ALEXANDER, J., with whom SAUFLEY, C.J. and LEVY, J. join, concurring.

            [¶21]  I concur in the result, but I respectfully do not agree with the conclusion that the trial court erred in excluding the child's reputation testimony.  The party offering reputation testimony has the burden of demonstrating to the court a proper foundation for the testimony indicating that the witness "is sufficiently acquainted with (1) the person whose character is under attack, (2) the community in which that person has lived, and (3) the circles in which that person has moved, so that the witness can speak with authority of the manner in which that person generally is regarded." 4 Jack B. Weinstein & Margaret A. Berger, Weinstein's Federal Evidence § 608.14(2) (Joseph M. McLaughlin ed., 2d ed. 2001).  We have stated that a group on which reputation testimony is based must be sufficiently large because "[if] the group is too insular, its opinion of the witness' reputation for truthfulness may not be reliable because it may have been formed with the same set of biases." State v. Kalex, 2002 ME 26, ¶ 17, 789 A.2d 1286, 1291 (quoting State v. Ricker, 2001 ME 76, ¶ 6, 770 A.2d 1021, 1024).
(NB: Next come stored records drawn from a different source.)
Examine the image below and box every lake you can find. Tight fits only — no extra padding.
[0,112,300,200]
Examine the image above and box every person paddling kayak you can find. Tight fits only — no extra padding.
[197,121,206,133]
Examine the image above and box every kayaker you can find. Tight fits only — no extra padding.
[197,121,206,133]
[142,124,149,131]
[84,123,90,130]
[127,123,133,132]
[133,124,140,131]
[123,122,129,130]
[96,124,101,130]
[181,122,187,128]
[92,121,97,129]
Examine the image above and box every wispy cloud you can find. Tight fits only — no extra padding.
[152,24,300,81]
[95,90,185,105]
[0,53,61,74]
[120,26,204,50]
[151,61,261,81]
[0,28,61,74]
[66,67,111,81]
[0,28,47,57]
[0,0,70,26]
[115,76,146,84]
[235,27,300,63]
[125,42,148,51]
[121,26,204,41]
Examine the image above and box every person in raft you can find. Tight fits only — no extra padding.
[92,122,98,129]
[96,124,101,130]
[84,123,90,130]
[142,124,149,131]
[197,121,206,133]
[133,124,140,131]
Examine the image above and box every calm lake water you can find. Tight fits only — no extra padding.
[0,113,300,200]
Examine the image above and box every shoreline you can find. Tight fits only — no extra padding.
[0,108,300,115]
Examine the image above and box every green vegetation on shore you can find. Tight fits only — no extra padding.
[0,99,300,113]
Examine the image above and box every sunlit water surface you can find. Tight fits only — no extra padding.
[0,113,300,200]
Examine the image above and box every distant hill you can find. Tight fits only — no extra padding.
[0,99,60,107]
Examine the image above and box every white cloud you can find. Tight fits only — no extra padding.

            [¶22] The trial court could have reasonably viewed school bus and school hallway gossip among children as reflecting the communal biases of such a "too insular" group.  The trial court did not exceed the bounds of its discretion or otherwise err in determining that the foundational requirements for admissibility of the reputation testimony had not been met and in excluding that testimony.  See State v. Ricker, 2001 ME 76, ¶¶ 3, 8, 770 A.2d 1021, 1023, 1024.



Attorney for appellants:

Andrea J. Ubl, Esq.

Sherman & Sandy

P. O. Box 499

Waterville, ME 04903-0499


Attorneys for appellee:


G. Steven Rowe, Attorney General

Matthew Pollack, Asst. Attorney General

Debra Gotlib, Asst. Attorney General

6 State House Station

Augusta, ME 04333-0006


Guardian ad Litem:


Laurel Robbins, CASA

147 New Meadows Road

West Bath, ME 04530


Attorney for mother:


Ferdinand Slater, Esq.

5 School Street

Ellsworth, ME 04605

[1] Maine Rule of Evidence 404(a) provides:


(a) Character Evidence Generally.  Evidence of a person's character or a trait of character is not admissible for the purpose of proving that the person acted in conformity therewith on a particular occasion, except:


(1) Character of Accused.  Evidence of a pertinent trait of character offered by an accused, or by the prosecution to rebut the same;


(2) Character of Witness.  Evidence of the character of a witness, as provided in Rules 607, 608, and 609.


Rule 608(a), which the court applied in the present case, provides:


(a) Reputation Evidence of Character.  The credibility of a witness may be attacked or supported by evidence of reputation, but subject to these limitations: (1) the evidence may refer only to character for truthfulness or untruthfulness, and (2) evidence of truthful character is admissible only after the character of the witness for truthfulness has been attacked by reputation evidence or otherwise.


Section 4007 of Title 22 provides that "[a]ll child protection proceedings shall be conducted according to . . . the rules of evidence, except as provided otherwise in this chapter."  22 M.R.S.A. § 4007(1) (1992).


[2] Rule 403 of the Maine Rules of Evidence provides:


Although relevant, evidence may be excluded if its probative value is substantially outweighed by the danger of unfair prejudice, confusion of the issues, or misleading the jury, or by considerations of undue delay, waste of time, or needless presentation of cumulative evidence.